Un chœur de chrétiens chantant l’hymne de Pâques ouvre la seconde partie. Ici, comme partout où il s’agit de développer un motif par des nuances délicates, M. Berlioz est resté court, et on ne peut louer que sa bonne volonté ; mais ce qui nous a fort étonné, c’est de voir un compositeur si épris du fantastique échouer complètement dans les fameuses chansons du Rat et de la Puce. Cela manque de rondeur, d’entrain et de gaieté, et M. Berlioz a perdu une belle occasion de nous donner, une fois pour toutes, le sublime du grotesque. Il a été beaucoup plus heureux dans le morceau symphonique destiné à peindre le balancement des esprits de l’air évoqués par Méphistophélès autour de Faust endormi. Il y a dans ce passage des détails charmans, et les sons expirans de la harpe qui le terminent invitent doucement à la rêverie. Quel dommage que l’idée mélodique qui supporte ces jolies arabesques d’instrumentation soit empruntée à un chœur de la Nina de Paisiello : Dormi, o cara ! — Nous passerons vite sur la troisième partie, où il n’y a d’un peu supportable que quelques mesures d’un menuet dansé par les sylphes devant la porte de Marguerite, et le mouvement d’orchestre qui exprime l’agitation de Faust pénétrant dans la chambre de sa bien-aimée pendant la nuit. Rien de plus étrange que la chanson du Roi de Thulé, constamment écrite dans les notes les plus élevées et les plus criardes de la voix de soprano et dans un rhythme haché, qui fait de la langue française une langue toute particulière à M. Berlioz.
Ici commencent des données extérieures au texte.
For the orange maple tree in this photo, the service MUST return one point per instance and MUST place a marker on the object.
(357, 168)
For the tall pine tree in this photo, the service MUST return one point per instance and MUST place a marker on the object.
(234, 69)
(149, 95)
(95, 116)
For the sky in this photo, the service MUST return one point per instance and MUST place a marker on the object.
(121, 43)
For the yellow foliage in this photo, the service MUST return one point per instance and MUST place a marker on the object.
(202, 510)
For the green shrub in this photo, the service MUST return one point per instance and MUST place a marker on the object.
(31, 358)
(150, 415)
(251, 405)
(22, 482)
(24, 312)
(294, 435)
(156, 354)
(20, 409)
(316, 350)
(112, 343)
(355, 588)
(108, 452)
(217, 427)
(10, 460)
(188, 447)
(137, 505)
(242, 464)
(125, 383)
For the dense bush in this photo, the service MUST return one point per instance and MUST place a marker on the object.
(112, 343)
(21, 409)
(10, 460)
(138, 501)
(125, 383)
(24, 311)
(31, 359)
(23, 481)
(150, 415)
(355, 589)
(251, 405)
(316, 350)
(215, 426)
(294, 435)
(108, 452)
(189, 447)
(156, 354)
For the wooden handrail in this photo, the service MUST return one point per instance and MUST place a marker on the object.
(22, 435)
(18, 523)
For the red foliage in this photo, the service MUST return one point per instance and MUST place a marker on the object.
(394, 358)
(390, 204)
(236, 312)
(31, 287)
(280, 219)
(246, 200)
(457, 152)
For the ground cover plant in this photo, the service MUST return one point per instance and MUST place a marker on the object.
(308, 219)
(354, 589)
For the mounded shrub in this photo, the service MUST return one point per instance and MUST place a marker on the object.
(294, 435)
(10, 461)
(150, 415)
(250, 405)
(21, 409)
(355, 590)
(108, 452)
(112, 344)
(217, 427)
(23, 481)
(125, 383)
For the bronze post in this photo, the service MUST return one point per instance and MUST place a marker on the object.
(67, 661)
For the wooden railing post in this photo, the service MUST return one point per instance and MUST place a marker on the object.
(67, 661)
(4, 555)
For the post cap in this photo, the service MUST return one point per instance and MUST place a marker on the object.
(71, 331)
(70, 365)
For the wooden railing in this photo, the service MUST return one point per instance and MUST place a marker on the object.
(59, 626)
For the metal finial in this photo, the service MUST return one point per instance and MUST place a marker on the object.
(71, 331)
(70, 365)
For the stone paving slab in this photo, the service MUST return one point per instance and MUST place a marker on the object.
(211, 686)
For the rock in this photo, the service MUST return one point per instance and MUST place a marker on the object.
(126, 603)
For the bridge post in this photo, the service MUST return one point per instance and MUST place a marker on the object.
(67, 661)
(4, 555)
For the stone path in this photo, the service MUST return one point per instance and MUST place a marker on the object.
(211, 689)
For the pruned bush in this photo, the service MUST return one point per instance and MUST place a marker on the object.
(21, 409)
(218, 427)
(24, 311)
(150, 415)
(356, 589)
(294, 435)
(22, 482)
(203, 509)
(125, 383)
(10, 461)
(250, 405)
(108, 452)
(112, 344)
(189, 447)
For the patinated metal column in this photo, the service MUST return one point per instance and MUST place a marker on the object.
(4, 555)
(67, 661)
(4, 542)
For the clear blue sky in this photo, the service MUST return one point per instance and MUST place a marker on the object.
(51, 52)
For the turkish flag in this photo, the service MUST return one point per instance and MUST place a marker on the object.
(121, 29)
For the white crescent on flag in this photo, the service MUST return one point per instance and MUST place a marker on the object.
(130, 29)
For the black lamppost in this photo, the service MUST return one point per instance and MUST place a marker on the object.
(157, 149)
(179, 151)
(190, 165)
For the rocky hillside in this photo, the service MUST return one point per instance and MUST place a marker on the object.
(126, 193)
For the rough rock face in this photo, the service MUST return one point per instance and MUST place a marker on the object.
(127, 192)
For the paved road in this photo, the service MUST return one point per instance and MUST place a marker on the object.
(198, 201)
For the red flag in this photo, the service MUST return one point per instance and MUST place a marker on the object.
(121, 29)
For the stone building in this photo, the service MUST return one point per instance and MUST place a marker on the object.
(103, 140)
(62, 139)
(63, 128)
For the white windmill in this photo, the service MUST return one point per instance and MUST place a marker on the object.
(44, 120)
La quatrième et dernière partie commence par cette fameuse ballade de Marguerite, que la poésie de Goethe et la musique de Schubert ont rendue immortelle et populaire. La ballade de M. Berlioz ne méritera jamais ni cet excès d’honneur ni cette indignité. La critique peut citer le premier couplet, fort bien préparé par une ritournelle, que chante le cor anglais : elle doit renoncer à parler du reste. Le drame se termine dignement par un galop infernal, où le compositeur a voulu imiter très sérieusement le bruit de deux chevaux noirs emportant à travers l’espace Faust et son créancier Méphistophélès.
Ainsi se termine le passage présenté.